Renovaciones Teatrales del 98
La Generación del 98 llevó a cabo una serie de intentos renovadores, como por ejemplo Unamuno con Fedra, Azorín con Lo invisible y, sobre todo, Jacinto Grau con El señor de Pigmalión.
El Teatro de Valle-Inclán
Pero será Valle-Inclán quien destaque en este periodo. Se dice de él que supo ver más allá de su tiempo debido a: la originalidad de sus obras (temas y estética diferentes), sus planteamientos radicales, y la riqueza y expresividad de su lenguaje.
Al inicio de su obra teatral, Valle-Inclán entra en la corriente modernista decadente. A su vez, Valle inicia el ciclo místico con las Comedias Bárbaras. En estas obras aparecen personajes gobernados por instintos tremendamente fuertes, en un clima de supersticiones donde los episodios truculentos, cambios de escenario y de personajes se suceden sin parar. Este ciclo culmina con la obra Divinas palabras, donde Valle trata los temas de la avaricia y la lujuria.

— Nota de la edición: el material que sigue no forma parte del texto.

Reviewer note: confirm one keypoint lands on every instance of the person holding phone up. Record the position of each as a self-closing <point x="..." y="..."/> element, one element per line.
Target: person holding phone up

Simultáneamente, Valle escribe las farsas, donde utiliza lo grotesco y la caricatura para ridiculizar a los personajes. Alrededor de 1920, Valle desarrolla el esperpento, un género propio basado en la deformación de personajes y valores, con el que denuncia diversos aspectos de la sociedad. Los personajes de este género son grotescos, semejantes a marionetas. Usa frecuentemente los contrastes (lo cómico contrapuesto a lo trágico). Destaca una gran riqueza del lenguaje, apreciable en los distintos registros. Las obras esperpénticas son la trilogía Martes de Carnaval y Luces de Bohemia, considerada su obra maestra. Esta se caracteriza por el gran número de personajes, por sus escenas grotescas y por la crítica que se realiza a la España del momento.
El Teatro de la Generación del 27
En cuanto al teatro de la Generación del 27, se produce un acercamiento del teatro al pueblo y se crearon compañías teatrales como “La Barraca” que pretendieron dar una educación teatral al público.
Los autores más importantes son Alejandro Casona con su obra La dama de Alba, donde se mezcla realidad y fantasía, y Max Aub, que tiene una valiosa producción teatral, como San Juan.
El autor más destacado es Federico García Lorca. Este tiene un teatro poético donde suele predominar como tema dominante el enfrentamiento entre el individuo y la autoridad, y en sus obras predominan las protagonistas femeninas. El teatro de Lorca puede clasificarse en diferentes estilos, como las farsas que tratan sobre matrimonios de interés, el teatro lírico, el teatro surrealista y el más importante de todos los tipos, los dramas rurales; dentro de estos destaca la trilogía rural: Bodas de Sangre, Yerma y La casa de Bernarda Alba, las tres presentan rasgos comunes como la ambientación en el campo andaluz, el desenlace trágico o la mujer como protagonista.